Mais les terminaux mobiles se diversifient et évoluent à grande vitesse en proposant un confort de lecture qui, pour certains, est impressionnant (j’ai testé sur un Ipod touch, et ai été bluffé par la facilité de surf de Safari – tiens encore un navigateur – sur la majorité des sites, seuls les sites couverts de gros placards de pub ou de liens en tous sens sont très difficilement consultables).

Le référencement

Je crois intimement que le mini raz de marée Google, de Septembre/Octobre n’était que le prémisse à un gros changement de l’indexation de l’information.

Il y a un réel problèmes avec le référencement actuel, disons surtout avec l’abus d’optimisation de référencement qui gène fortement la recherche d’information, il y a une telle diversité de sources pour une même information, certaines de ces sources ne sont que du pseudo contenu optimisé, qu’il devient extrêmement difficile de trouver l’information initiale pour un utilisateur lambda.

Pour m’auto citer (oui je sais c’est prétentieux) :

La production n’a aucun intérêt actuellement, c’est la mise en valeur de cette production qui passe avant tout.

L’accessibilité

Trop de référentiels tue les meilleures volontés. A quand l’accessibilité en dix points clé pour les nuls ?

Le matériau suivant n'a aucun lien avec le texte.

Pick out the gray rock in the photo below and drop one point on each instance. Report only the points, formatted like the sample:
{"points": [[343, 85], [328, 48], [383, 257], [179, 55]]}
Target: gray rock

Il faut vraiment que je prenne le temps de lire « Le guide sur l’accessibilité des sites hôteliers« , d’après Sébastien Billard et Jean-Marc Hardy, il est très bien.

Positionnement Commercial

Si vous vous positionnez dans une démarche qualité, tant au niveau du produit que du service, augmentez vos tarifs, j’y pense fortement. Il n’y a pas de raisons qu’un travail de qualité ne soit pas vendu à sa juste valeur.

Pour finir

Je crois, et je ne pense pas être le seul, que nous allons droit vers une division du web en deux parties distinctes, le web applicatif plus orienté desktop et le web média qui pour l’instant va rester encore quelques temps à sa place, au chaud dans nos navigateurs. Mais poru encore combien de temps ?

C’est tout pour aujourd’hui, je sais, je me pose beaucoup de questions et n’apporte pas forcément de réponses, mais que voulez-vous, c’est comme ça pour l’instant.